Before you shut down for the holidays, remember that just a few hours spent reviewing your financial life may help you minimize taxes for 2015. Here are a few ideas to consider before you ring in the new year.
Sell your losers. If you have investment losses in a taxable account, now is the time to use those losers to your advantage. You can sell losing positions to offset any gains that you took previously in the year, to minimize your tax hit. And if you end up with more losses than gains, note that you can deduct up to $3,000 of losses against ordinary income. (If you have more than $3,000 of losses, you can carry over that amount to future years.)
Avoid wash sales. Once you start to clean up your non-retirement accounts to book losses, however, avoid getting soaked by the “wash sale” rule. A wash sale is the purchase of a “substantially identical” investment within 30 days; if you make such a stock purchase, the IRS won’t let you deduct the loss. To stay out of trouble while keeping your investment plan on track, wait 31 days before repurchasing any stock or fund you sold, or replace the security with something that is similar, but not the same — and hopefully something cheaper.
Give winners away. You may already be planning to make a few year-end charitable gifts. Another smart way to lower your tax bill come April is to donate appreciated securities — like stocks, bonds, or mutual funds — instead of cash. You get the deduction for the current market value (not just what you paid for them), as you would with cash, but you also escape taxes on the accumulated gains. Since charities don’t have to pay capital gains on the gift, they get the full value of your generosity.
Get serious about deadlines. If you’re the type of person who waits until the last minute for everything, take note: To qualify for write-offs, all charitable contributions (and business expenses, for that matter) must be postmarked by midnight on Dec. 31. The IRS says just writing “December 31” on a check does not automatically qualify you for a deduction; and pledges aren’t deductible until paid. Donations made with a credit card are deductible as of the date the account is charged, so if you’re going down to the wire, make your gifts by credit card.
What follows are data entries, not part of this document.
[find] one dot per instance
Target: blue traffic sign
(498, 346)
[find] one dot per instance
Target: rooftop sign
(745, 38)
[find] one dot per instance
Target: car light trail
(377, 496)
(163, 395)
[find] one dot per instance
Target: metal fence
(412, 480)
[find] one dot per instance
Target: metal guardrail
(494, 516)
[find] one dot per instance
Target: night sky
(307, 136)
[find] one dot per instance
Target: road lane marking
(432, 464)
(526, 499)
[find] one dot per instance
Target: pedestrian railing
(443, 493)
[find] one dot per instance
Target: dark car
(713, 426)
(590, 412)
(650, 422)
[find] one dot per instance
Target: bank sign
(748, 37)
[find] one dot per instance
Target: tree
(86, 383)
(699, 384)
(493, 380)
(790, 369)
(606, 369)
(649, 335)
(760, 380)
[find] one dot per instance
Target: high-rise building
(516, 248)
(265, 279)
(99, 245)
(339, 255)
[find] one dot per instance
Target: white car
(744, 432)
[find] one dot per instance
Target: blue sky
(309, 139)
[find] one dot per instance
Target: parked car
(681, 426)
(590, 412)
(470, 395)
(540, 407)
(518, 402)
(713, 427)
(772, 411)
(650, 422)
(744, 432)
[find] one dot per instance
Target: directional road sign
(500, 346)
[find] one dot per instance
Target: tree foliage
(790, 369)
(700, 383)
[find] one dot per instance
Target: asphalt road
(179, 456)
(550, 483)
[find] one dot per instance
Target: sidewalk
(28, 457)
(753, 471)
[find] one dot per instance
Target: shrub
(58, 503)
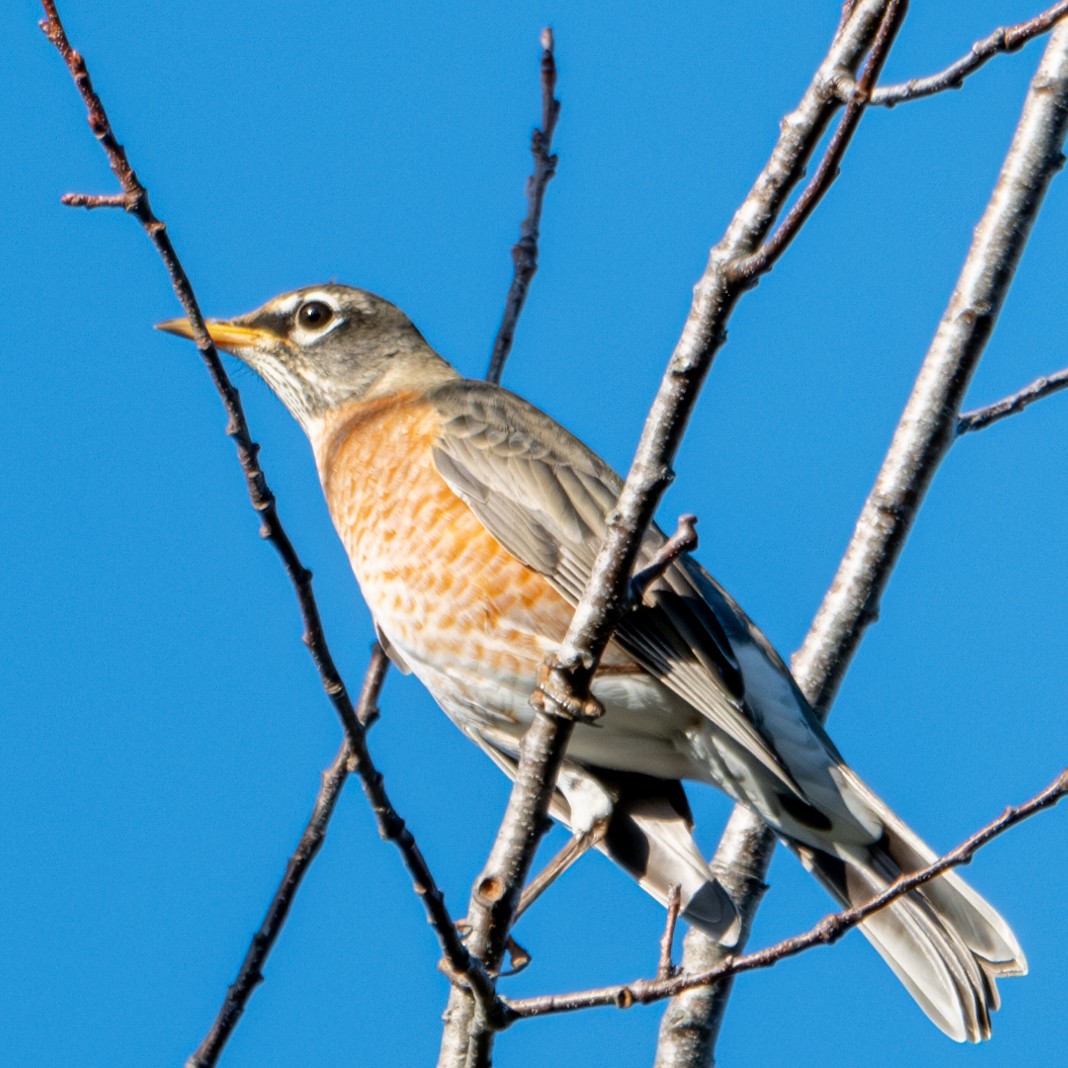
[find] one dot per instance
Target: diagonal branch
(923, 437)
(829, 930)
(250, 974)
(1005, 38)
(562, 695)
(390, 825)
(979, 419)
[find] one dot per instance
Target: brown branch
(250, 974)
(826, 932)
(685, 539)
(91, 201)
(524, 251)
(827, 171)
(563, 692)
(922, 439)
(391, 826)
(1005, 38)
(978, 419)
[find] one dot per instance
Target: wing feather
(544, 497)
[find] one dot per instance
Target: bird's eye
(314, 314)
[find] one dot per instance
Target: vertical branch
(563, 692)
(924, 435)
(524, 251)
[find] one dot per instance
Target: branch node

Preview your 2016 income. If you’re self-employed, estimate your income for 2016. If it looks like your tax bracket could rise next year, make sure you’ve sent out invoices now for all fourth-quarter work, so you’ll receive the income in this tax year. You should also delay making tax-deductible business purchases until January, when the write-offs will become more valuable. If you think you’ll bring in less money in 2016, do exactly the reverse.